First, it was the Grand Ayatollah Makarem Shirazi, of Qom, Iran, who sent Pope Francis a letter in which he thanked him for making a distinction between peaceful Muslims and Islamic radicals. The Grand Ayatollah said that most Muslims consider these groups separate sects that do not follow the true teachings of Islam.
Then it was King Mohamed VI of Morocco who, in a speech addressed to Moroccans living abroad, spoke harshly about Islamic terrorism. He said that those who kill innocent people "are not Muslims.”
Next, the Grand Mufti of Croatia, Aziz Hasanovic, also spoke on Monday about the challenges that Islam faces. In a conference in Rimini, Italy, he said that many are using religion for personal gain.
Grand Mufti of Croatia
"We as Muslims believe that using Islam for personal gain is an abuse of our religion. However, those that do that are a minority: there are more than a 1.5 thousand million Muslims in the world.”
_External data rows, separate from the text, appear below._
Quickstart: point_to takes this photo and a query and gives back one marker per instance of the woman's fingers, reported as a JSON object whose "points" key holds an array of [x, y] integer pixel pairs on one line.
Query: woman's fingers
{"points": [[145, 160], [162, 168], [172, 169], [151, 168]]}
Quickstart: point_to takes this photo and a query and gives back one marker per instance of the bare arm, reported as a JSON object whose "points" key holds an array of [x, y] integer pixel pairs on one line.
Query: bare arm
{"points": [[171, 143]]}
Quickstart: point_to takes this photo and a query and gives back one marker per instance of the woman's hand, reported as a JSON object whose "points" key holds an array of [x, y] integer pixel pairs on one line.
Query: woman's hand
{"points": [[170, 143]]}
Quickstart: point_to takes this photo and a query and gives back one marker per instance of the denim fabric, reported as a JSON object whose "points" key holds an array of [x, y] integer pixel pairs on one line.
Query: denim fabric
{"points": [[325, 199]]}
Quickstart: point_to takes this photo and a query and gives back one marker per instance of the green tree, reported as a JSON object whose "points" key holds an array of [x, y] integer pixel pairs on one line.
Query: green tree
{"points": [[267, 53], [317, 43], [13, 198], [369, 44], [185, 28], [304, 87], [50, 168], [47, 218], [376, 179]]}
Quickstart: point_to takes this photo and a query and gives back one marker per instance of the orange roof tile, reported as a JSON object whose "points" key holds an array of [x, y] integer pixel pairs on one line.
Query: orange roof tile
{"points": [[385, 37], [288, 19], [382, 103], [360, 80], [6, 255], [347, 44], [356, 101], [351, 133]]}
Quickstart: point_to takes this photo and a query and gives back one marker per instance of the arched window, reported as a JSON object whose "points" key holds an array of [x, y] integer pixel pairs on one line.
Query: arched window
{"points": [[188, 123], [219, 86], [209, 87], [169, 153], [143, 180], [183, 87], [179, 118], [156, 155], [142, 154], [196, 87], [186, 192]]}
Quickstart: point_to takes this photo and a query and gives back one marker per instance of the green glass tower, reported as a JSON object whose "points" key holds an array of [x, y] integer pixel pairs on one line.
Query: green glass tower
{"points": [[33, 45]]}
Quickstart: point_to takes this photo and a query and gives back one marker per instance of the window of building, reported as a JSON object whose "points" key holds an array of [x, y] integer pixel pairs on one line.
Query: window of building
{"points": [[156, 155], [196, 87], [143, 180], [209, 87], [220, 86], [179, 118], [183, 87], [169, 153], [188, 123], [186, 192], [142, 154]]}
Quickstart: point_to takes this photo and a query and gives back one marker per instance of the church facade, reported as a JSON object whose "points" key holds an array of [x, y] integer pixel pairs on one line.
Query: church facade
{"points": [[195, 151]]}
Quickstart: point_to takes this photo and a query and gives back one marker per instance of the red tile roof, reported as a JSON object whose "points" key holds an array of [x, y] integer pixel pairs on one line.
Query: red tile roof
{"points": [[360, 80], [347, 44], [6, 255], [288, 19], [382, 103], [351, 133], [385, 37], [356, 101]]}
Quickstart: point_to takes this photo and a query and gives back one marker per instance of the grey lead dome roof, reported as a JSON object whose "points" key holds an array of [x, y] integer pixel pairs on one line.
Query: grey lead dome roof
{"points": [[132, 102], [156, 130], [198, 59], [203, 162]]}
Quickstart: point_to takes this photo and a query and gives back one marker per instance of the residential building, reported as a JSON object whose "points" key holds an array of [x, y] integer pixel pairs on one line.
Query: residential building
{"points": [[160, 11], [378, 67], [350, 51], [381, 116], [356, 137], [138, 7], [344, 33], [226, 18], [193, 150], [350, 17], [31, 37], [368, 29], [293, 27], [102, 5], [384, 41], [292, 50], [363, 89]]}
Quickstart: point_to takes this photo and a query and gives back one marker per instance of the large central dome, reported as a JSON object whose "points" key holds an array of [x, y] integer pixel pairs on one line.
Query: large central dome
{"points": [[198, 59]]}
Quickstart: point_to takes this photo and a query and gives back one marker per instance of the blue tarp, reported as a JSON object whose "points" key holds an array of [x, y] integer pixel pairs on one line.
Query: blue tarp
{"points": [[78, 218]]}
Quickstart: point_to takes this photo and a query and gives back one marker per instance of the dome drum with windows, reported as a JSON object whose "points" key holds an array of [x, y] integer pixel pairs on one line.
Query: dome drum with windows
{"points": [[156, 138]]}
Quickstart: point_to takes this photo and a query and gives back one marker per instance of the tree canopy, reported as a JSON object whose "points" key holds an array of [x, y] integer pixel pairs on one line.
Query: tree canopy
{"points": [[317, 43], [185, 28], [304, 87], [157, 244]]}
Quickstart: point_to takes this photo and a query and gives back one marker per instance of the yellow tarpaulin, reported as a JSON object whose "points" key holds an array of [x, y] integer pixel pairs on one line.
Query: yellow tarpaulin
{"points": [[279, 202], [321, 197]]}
Pope Francis has met several Muslim leaders throughout his pontificate, and visited some mosques around the world. In the Bangui mosque, in the Central African Republic, he called for Islam and Christianity to stand united against fundamentalism:
"Together, we say no to hatred, no to revenge, no to violence.”
Pope Francis believes that if Muslim leaders speak up and firmly condemn fundamentalist groups, the world will see that Islam is not a violent religion.